Sorry, Ant. You know I love ya.

Anthony Cocks: Platonic love aside, I’ve got to respectfully disagree with you there Coyote. Soliman remains one of the most dastardly difficult fighters on the planet to face, a riddle wrapped in an enigma neatly packaged in a perfect conundrum (yeah, I used the word ‘dastardly’… what of it?!). Forget what Winky brings to the table; this fight is going to be all about Soliman imposing his will.

Wright’s two wins over Shane Mosley are deceptive at best. Vernon Forrest already beat the tar out of the Sugarman twice and consensus opinion suggests that he hasn’t been the same fighter since. His only win in his four fights prior to facing Wright was a 7 round to 5 victory over Oscar De La Hoya that the majority of pundits feel he didn’t deserve. Wright’s only other signature win was a shutout decision over Felix Trinidad, who had had only one fight since retiring in 2001 after being owned by Bernard Hopkins.

Looking back through the Winkster’s resume, his next best wins have come against perennial contenders Bronco McKart, Angel Hernandez and J.C. Candelo. Every time Winky has stepped up his level of competition he has lost; Julio Cesar Vasquez and Fernando Vargas outpunched him, while Harry Simon outhustled him.

Sam Soliman fits into the Simon category. One of the fittest fighters in the game, Soliman trains like a demon whether he has a fight lined up or not. It’s this extreme level of fitness combined with his relentless workrate, punches from angles and awkward style that makes Soliman a very live underdog going into this fight. It also doesn’t hurt that Sammy has a particular predilection for fighting southpaws.

There’s no need to bring up Soliman’s early career record when eked out an 11-7 record in his first eighteen fights. At the time Soliman was self-managed fighter who lived by the triple-A creed: anyone, anytime, anyplace. Even a cursory glance at his record reveals a guy who was not afraid to jump from light middleweight to cruiserweight in the space of just one fight, even it meant weighing in with weights in his pockets.

Soliman’s coming of age occurred in 2001 when he faced a then red-hot Anthony Mundine. Based in England at the time, Soliman took the fight on five days notice and jumped on a long haul flight to Australia to fight eight pounds above his natural weight class for short money.

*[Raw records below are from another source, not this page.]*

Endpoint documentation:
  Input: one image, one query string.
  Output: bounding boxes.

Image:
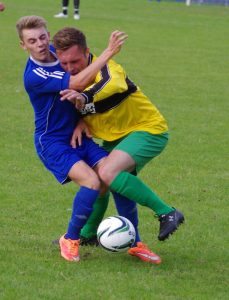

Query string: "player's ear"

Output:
[85,48,90,57]
[20,40,27,50]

In an entertaining scrap Soliman was unlucky not to get the nod from the judges after applying relentless pressure to Mundine for twelve fast-paced rounds.

In July last year Soliman reversed a previous close decision loss to Raymond Joval with a twelve round shutout of the technically adept Dutchman. It was a complete performance from Soliman, who dropped Joval with a cracking right uppercut in the fourth and continued to dominate down the stretch. Yet despite the one-sided nature of the contest, Soliman barely got out of second gear.

A lot has been made of Winky’s uniquely difficult style. But Soliman has a style that is equally as difficult to decipher and any presumption that the 32-year-old Australian will struggle with Wright’s defensively adept game is rendered moot by his own enigmatic attack.

Over the past couple of years I’ve had the pleasure of watching Soliman go through his paces in the gym on numerous occasions. Melbourne Cup Day 2004 stands out in particular (that’s the first Tuesday of November for those of you who don’t follow the international horse racing circuit). In a phone-booth sized ring Soliman worked through 13 rounds with undefeated power puncher Johnny Walker, underrated super middleweight Stewart Moller, veteran campaigner Heath Stenton and an amateur kid whose name escapes me. None of these guys could hit Soliman with a handful of rice. Speaking to Soliman after he finished up, he told me that he had already sparred six rounds that morning, making it a total of 19 rounds for the day. This was just four days before he was scheduled to fight Diego Castillo.

At 34-years-old and after 15 years in the pro ranks it’s fair to say that Wright is on his last legs and Soliman’s persistent attack will expose his faded star. If you can still get onboard at odds above 5-1, I would suggest that you do so and ensure yourself a Merry Christmas. On Saturday night the changing of the guard in the middleweight division will continue.